Sin duda alguna, puede ocurrir —y ocurre a menudo— que ese juicio sea, por desgracia, justificado. En este caso la mujer debe ayudar al hombre a adaptarse a ella, enseñándole a dominar su violencia y su fuerza para someterle a las exigencias de la delicadeza y de cierto refinamiento. Sin embargo, la mujer debe guardarse de acusarle con excesiva precipitación de brutalidad o de grosería malévola. Una explosión de violencia en el hombre —ya sea de orden sexual o de otro género— puede no ser más que la manifestación de una vida física demasiado intensa, o si se quiere, de una exaltación repentina.
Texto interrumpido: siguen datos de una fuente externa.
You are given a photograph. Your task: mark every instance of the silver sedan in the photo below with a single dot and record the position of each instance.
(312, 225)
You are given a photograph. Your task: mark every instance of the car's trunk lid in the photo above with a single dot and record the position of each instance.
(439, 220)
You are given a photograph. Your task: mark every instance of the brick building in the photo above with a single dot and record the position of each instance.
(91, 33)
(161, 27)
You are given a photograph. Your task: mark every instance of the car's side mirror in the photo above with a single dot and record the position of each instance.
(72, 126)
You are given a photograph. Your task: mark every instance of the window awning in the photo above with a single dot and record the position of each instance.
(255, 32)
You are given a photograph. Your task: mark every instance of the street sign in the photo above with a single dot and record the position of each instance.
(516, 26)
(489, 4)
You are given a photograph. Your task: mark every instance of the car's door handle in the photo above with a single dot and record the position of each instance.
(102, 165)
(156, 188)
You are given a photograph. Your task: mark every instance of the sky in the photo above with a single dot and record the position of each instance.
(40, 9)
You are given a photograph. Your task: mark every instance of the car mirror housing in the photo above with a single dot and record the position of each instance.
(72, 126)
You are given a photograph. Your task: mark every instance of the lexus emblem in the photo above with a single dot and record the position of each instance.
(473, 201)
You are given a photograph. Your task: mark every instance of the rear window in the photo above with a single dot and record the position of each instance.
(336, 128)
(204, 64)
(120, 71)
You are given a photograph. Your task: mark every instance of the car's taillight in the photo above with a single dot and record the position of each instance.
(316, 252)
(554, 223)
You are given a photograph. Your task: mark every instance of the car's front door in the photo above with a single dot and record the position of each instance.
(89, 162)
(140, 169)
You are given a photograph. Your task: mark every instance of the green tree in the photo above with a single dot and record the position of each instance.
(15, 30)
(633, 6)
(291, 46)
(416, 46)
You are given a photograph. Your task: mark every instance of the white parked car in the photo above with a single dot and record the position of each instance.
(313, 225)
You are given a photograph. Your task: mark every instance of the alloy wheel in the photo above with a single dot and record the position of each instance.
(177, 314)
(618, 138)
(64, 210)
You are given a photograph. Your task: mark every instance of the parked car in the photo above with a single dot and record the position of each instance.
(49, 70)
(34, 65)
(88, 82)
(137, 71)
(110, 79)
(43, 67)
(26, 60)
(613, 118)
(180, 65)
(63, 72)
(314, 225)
En este orden de ideas, conviene subrayar que la práctica del deporte puede ser una necesidad para salvaguardar el equilibrio nervioso de un hombre que por su clase de trabajo no puede desplegar la suficiente energía física. El alto voltaje de energía que contiene el cuerpo masculino debe tener un escape, llegada la ocasión; por haber desconocido este imperativo biológico, algunas esposas han llevado a su marido a una irritabilidad constante y a trastornos nerviosos profundos.
Por tanto, es preciso que la mujer tenga en cuenta esta sobrecarga de vitalidad que posee todo hombre de buena salud y así podrá explicarse ciertas erupciones que no dejan de ser sorprendentes.
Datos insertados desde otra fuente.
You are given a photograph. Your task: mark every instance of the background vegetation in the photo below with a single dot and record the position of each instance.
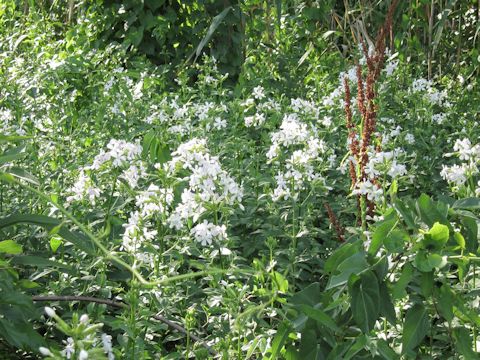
(180, 179)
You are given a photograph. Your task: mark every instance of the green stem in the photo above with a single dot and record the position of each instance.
(110, 256)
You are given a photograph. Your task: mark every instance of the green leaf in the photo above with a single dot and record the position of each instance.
(38, 261)
(396, 240)
(280, 338)
(467, 203)
(77, 239)
(55, 243)
(339, 255)
(211, 30)
(381, 232)
(22, 174)
(320, 316)
(354, 264)
(436, 238)
(280, 281)
(470, 232)
(445, 300)
(386, 305)
(28, 284)
(307, 296)
(12, 155)
(357, 346)
(464, 344)
(365, 300)
(10, 247)
(428, 211)
(406, 276)
(415, 327)
(406, 213)
(386, 351)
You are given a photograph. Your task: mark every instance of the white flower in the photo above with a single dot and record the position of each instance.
(397, 170)
(49, 311)
(84, 319)
(83, 189)
(391, 67)
(219, 123)
(409, 138)
(107, 346)
(258, 92)
(255, 120)
(454, 174)
(69, 348)
(44, 351)
(205, 233)
(83, 355)
(372, 191)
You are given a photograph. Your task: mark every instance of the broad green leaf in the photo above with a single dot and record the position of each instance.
(460, 240)
(308, 296)
(279, 340)
(12, 155)
(77, 239)
(340, 254)
(436, 238)
(280, 281)
(406, 276)
(467, 203)
(396, 240)
(428, 211)
(354, 264)
(415, 327)
(357, 346)
(320, 316)
(445, 299)
(55, 243)
(386, 305)
(464, 343)
(365, 301)
(28, 284)
(22, 174)
(381, 232)
(211, 30)
(386, 351)
(10, 247)
(309, 346)
(407, 214)
(427, 262)
(38, 261)
(470, 233)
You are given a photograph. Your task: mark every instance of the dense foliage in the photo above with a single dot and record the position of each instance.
(250, 180)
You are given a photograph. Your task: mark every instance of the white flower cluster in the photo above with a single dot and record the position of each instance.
(205, 233)
(138, 229)
(457, 175)
(298, 169)
(431, 94)
(385, 162)
(121, 155)
(208, 184)
(85, 344)
(379, 164)
(83, 189)
(255, 120)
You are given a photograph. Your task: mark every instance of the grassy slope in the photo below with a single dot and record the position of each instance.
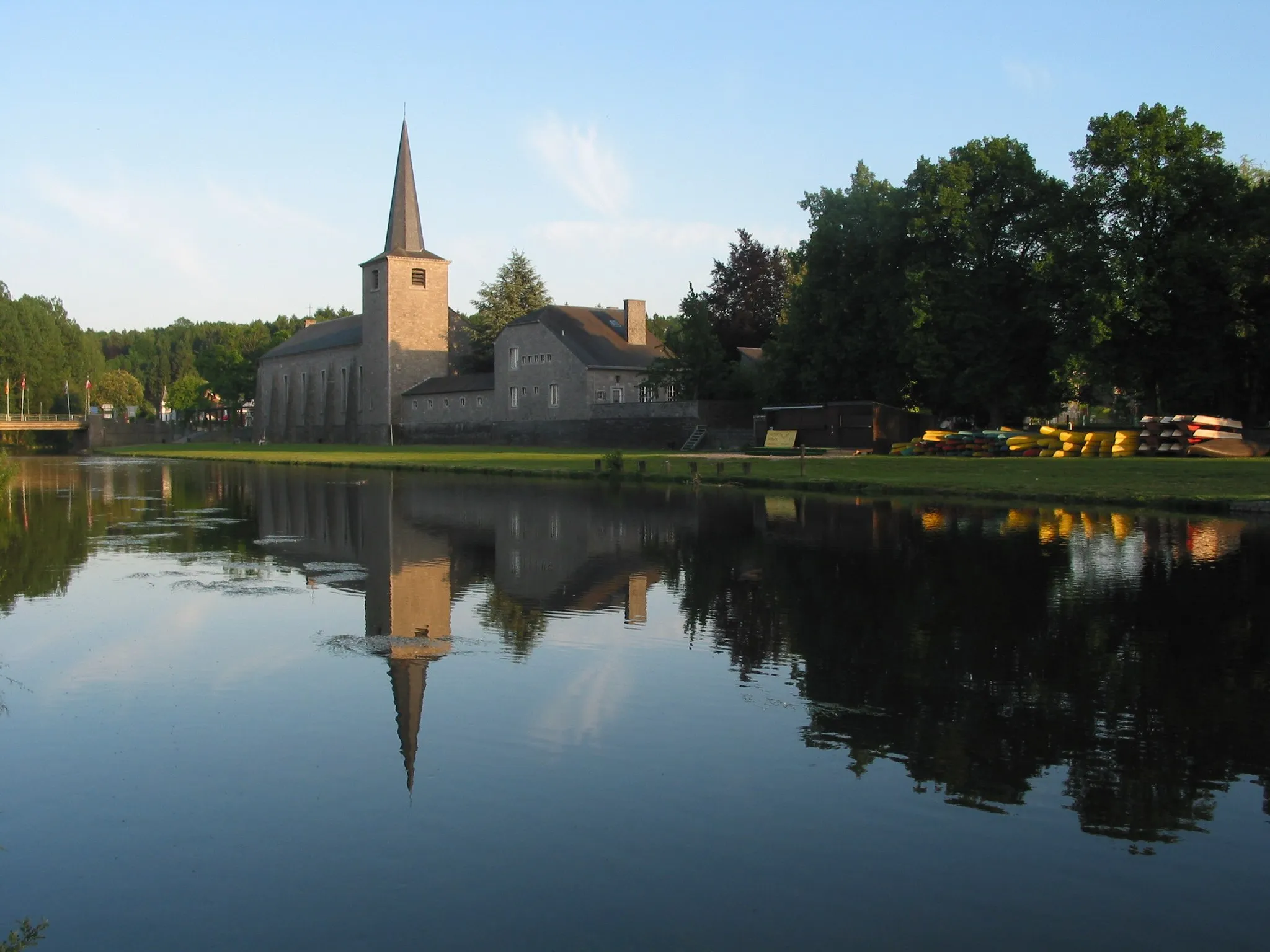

Esto explica también, al menos en parte, la necesidad de acción que sienten ciertos hombres, cuando multiplican las obligaciones exteriores. Ante esta sed de actividad, la esposa no siempre debe concluir que se trata de una necesidad de evasión. Como observa P. Dufoyer, debe comprender esa necesidad de acción «y no ponerle obstáculos, salvo en caso de exceso notorio. Respetará ella la personalidad de su cónyuge. Comprenderá que la expansión de él, la felicidad de él están, en gran parte, ligadas a esa actividad; debe, pues, aceptarla» .
De igual modo, deberá recordar que, a consecuencia de la estabilidad de salud de que goza el hombre, éste puede —casi siempre sin maldad alguna— no comprender las dolencias, las indisposiciones, las debilidades de las que puede ella quejarse. Ante estas incomprensiones eventuales de un marido cuya buena salud contrasta con la fragilidad de su esposa, ésta debe desconfiar de un juicio que lo achacaría todo a la brutalidad. El que goza de buena salud no siempre comprende los cuidados meticulosos de que se rodea un enfermo; de igual modo el hombre robusto no siempre puede comprender las atenciones que puede necesitar la fragilidad femenina. En este caso, no hay que acusarle de mala voluntad; esto no serviría más que para irritarle sin mejorar en nada la situación.
Debe más bien intentar explicarse sosteniendo la idea, y recordándoselo si fuese necesario, de que su fuerza le ha sido dada para amparar la debilidad de la mujer, y no para aplastarla.